Clinical-transcriptomic classification of lumbar disc degeneration enhanced by machine learning.

Background: Lumbar disc degeneration (LDD) displays considerable heterogeneity in terms of clinical features and pathological changes. However, researchers have not clearly determined whether the transcriptome variations in LDD could be used to identify or interpret the causes of heterogeneity in clinical features. This study aimed to identify the transcriptomic classification of degenerated discs in LDD patients and whether the molecular subtypes of LDD could be accurately predicted using clinical features.
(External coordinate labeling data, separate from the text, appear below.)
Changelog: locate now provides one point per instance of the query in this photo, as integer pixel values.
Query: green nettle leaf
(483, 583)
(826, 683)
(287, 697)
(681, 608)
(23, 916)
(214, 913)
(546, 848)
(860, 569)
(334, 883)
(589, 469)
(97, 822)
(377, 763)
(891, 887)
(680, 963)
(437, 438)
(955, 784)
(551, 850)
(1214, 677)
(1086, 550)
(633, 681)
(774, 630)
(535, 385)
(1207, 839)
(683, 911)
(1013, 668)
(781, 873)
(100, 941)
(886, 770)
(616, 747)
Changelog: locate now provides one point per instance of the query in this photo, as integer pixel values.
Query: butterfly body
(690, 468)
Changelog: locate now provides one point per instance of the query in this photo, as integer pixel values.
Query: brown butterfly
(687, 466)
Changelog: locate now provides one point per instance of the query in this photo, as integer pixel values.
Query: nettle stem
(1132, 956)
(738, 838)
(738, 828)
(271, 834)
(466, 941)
Methods: One hundred and twenty-two nucleus pulposus (NP) tissues from 108 patients were consecutively collected for bulk RNA sequencing (RNA-seq). An unsupervised clustering method was employed to analyze the bulk RNA matrix. Differential analysis was performed to characterize the transcriptional signatures and subtype-specific extracellular matrix (ECM) dysregulation. The cell subpopulation states of each subtype were inferred by integrating bulk and single-cell sequencing datasets. Transwell and dual-luciferase reporter gene assays were employed to investigate possible molecular mechanisms involved. Machine learning algorithm diagnostic prediction models were developed to correlate molecular classification with clinical features.

Results: LDD was classified into 4 subtypes with distinct molecular signatures and ECM remodeling: C1 with collagenesis, C2 with ossification, C3 with low chondrogenesis, and C4 with fibrogenesis. Chond1-3 in C1 dominated disc collagenesis via the activation of the mechanosensors TRPV4 and PIEZO1; NP progenitor cells in C2 exhibited chondrogenic and osteogenic phenotypes; Chond1 in C3 was linked to a disrupted hypoxic microenvironment leading to reduced chondrogenesis; Macrophages in C4 played a crucial role in disc fibrogenesis via the secretion of tumor necrosis factor-α (TNF-α). Furthermore, the random forest diagnostic prediction model was proven to have a robust performance [area under the receiver operating characteristic (ROC) curve: 0.9312; accuracy: 0.84] in stratifying the molecular subtypes of LDD based on 12 clinical features.

Conclusions: Our study delineates 4 distinct molecular subtypes of LDD that can be accurately stratified on the basis of clinical features. The identification of these subtypes would facilitate precise diagnostics and guide the development of personalized treatment strategies for LDD.